Tag: “African diaspora studies” “Portuguese studies” “African-American studies” Catholicism
New book by Jeroen Dewulf
Nova História do Cristianismo Negro na África Ocidental e nas Américas makes a historiographical intervention aimed at the history of black Catholicism and black religion in the Americas in a broader way. Dewulf’s central and well-documented assertion is that black Christianity, both Catholic and Protestant, has roots in pre-Tridentine Portuguese Catholicism. Even before the advent of the slave trade, Catholicism had become an indigenous African religion, at times assuming pre-Tridentine and syncretic forms that have become irreconcilable for the Europeans of the post-Tridentine period. This argument has significant historiographical consequences; the long-standing confusion about the religiosity of the enslaved people is, at least in part, the result of assumptions that Africans knew little about Christianity before their enslavement. On the contrary, Dewulf traces these religious forms to the slave ships that transported human “cargo” to the Americas. This book is a timely salute to the Catholic and Christian studies that has for a long time portrayed Christians of African descent as marginalized and atypical people, rather than important global actors. (Citation of the Committee of the Prize John Gilmary Shea of the year 2023)
[from publisher’s site]
Jeroen Dewulf is Queen Beatrix Professor in Dutch Studies at the UC Berkeley Department of German and a Professor at Berkeley’s Folklore Program and an affiliated member of the Center for African Studies and the Center for Latin American Studies.
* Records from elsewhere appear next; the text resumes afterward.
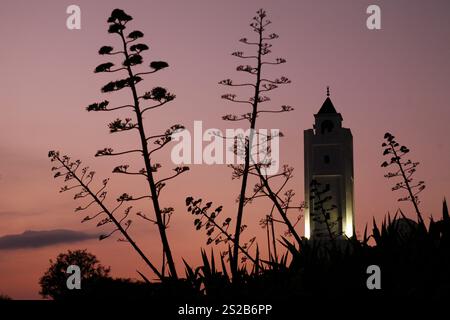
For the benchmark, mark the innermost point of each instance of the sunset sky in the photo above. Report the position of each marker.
(394, 79)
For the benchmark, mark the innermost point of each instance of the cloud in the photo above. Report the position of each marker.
(38, 239)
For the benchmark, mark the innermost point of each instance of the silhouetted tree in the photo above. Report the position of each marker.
(53, 282)
(404, 169)
(130, 50)
(80, 178)
(244, 145)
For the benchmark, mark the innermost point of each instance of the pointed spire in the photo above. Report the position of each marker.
(445, 215)
(327, 106)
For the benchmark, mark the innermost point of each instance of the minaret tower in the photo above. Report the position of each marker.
(329, 161)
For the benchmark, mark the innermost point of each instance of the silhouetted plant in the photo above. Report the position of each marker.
(322, 208)
(4, 297)
(217, 232)
(53, 282)
(259, 85)
(80, 178)
(130, 51)
(404, 169)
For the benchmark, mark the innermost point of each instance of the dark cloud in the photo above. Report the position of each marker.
(38, 239)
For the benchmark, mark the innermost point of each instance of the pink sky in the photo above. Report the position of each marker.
(394, 79)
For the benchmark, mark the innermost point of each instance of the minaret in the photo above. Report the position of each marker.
(329, 161)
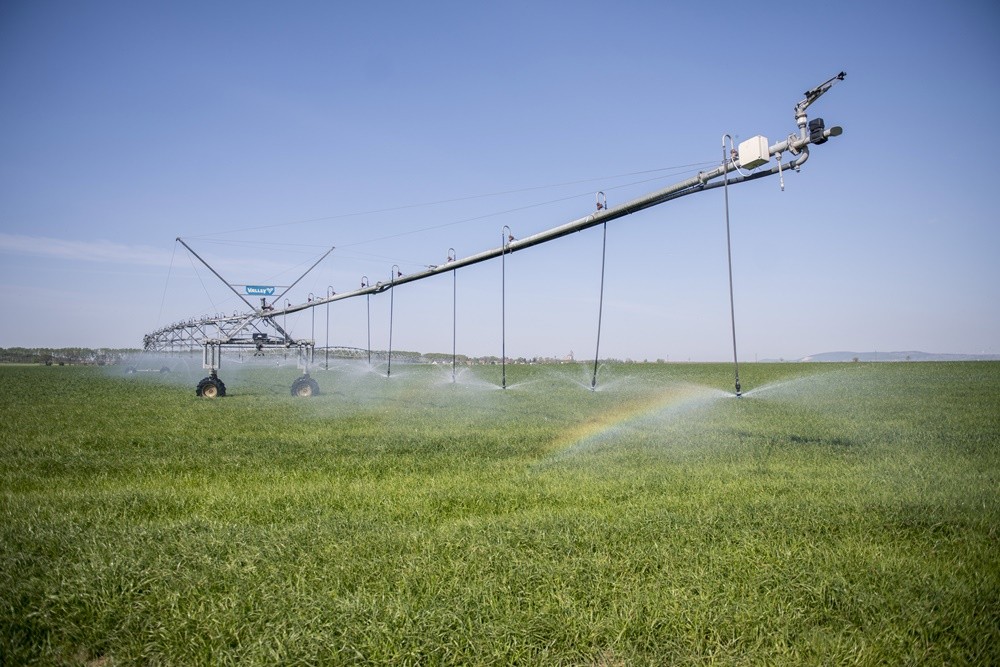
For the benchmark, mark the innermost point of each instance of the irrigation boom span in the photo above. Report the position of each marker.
(213, 333)
(798, 145)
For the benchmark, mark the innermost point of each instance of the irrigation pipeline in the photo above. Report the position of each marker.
(700, 183)
(721, 176)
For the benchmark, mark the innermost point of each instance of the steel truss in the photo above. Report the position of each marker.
(258, 330)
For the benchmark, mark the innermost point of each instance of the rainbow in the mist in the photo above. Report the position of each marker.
(607, 427)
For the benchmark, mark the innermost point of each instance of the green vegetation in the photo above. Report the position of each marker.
(837, 514)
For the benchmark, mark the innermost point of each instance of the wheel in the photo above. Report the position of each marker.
(304, 387)
(211, 387)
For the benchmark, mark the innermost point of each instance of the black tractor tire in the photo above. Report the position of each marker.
(304, 387)
(211, 387)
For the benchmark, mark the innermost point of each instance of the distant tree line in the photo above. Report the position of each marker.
(102, 356)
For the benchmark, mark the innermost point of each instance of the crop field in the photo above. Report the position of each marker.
(836, 514)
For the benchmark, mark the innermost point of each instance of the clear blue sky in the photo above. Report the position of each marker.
(264, 132)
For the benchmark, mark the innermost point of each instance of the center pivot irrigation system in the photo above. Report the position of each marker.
(258, 330)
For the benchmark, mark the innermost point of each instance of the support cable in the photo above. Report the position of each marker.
(729, 255)
(392, 291)
(368, 310)
(454, 312)
(600, 306)
(506, 237)
(166, 284)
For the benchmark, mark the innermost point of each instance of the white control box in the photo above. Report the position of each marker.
(753, 152)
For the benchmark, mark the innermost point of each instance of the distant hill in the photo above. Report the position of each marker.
(898, 356)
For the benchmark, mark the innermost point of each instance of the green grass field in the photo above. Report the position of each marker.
(836, 514)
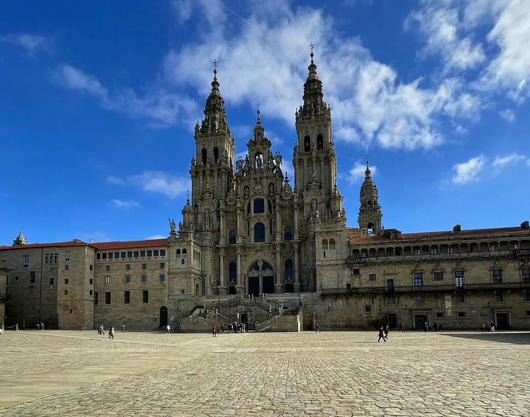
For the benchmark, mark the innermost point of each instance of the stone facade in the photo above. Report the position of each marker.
(252, 247)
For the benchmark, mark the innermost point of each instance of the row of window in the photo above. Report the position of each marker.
(143, 278)
(131, 254)
(126, 297)
(128, 266)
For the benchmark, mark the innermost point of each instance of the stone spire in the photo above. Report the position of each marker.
(20, 240)
(370, 211)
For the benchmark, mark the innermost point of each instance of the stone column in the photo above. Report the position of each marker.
(222, 286)
(279, 268)
(296, 272)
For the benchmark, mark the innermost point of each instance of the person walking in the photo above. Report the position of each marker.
(381, 335)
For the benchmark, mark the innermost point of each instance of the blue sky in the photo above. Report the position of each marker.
(98, 101)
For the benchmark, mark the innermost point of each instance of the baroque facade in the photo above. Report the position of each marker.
(247, 234)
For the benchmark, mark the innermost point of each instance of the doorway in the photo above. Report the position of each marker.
(502, 321)
(419, 321)
(163, 316)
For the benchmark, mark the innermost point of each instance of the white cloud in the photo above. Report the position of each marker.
(501, 162)
(155, 181)
(263, 63)
(31, 43)
(125, 204)
(439, 21)
(507, 114)
(164, 107)
(468, 171)
(357, 173)
(156, 237)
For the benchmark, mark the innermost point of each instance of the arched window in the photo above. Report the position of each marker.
(232, 237)
(259, 206)
(259, 232)
(216, 155)
(232, 272)
(288, 269)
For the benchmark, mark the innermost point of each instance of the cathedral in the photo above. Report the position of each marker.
(252, 248)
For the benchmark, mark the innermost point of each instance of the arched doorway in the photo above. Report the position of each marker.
(163, 316)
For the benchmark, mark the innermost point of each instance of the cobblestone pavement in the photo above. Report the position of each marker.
(67, 373)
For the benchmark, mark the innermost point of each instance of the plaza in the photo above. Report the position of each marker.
(78, 373)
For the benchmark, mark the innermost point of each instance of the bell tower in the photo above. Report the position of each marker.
(212, 166)
(314, 153)
(370, 211)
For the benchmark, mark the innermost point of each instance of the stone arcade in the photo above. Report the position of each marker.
(252, 248)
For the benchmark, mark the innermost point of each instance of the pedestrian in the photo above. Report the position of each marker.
(381, 335)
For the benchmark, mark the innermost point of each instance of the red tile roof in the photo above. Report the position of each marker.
(151, 243)
(447, 235)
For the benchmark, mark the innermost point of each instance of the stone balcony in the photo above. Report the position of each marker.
(351, 261)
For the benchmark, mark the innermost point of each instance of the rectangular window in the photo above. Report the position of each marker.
(418, 279)
(525, 272)
(496, 275)
(459, 279)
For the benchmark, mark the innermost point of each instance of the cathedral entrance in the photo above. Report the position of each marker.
(260, 278)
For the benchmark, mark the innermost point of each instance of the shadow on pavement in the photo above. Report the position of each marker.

He recently completed his long-term role as director of UC Berkeley’s Institute of European Studies where he is chair of the Center for Portuguese Studies. His main area of research is Dutch and Portuguese colonial history, with a focus on the transatlantic slave trade and the culture and religion of African-descended people in the American diaspora. He also publishes in the field of Folklore Studies and about other aspects of Dutch, German, and Portuguese literature, culture, and history.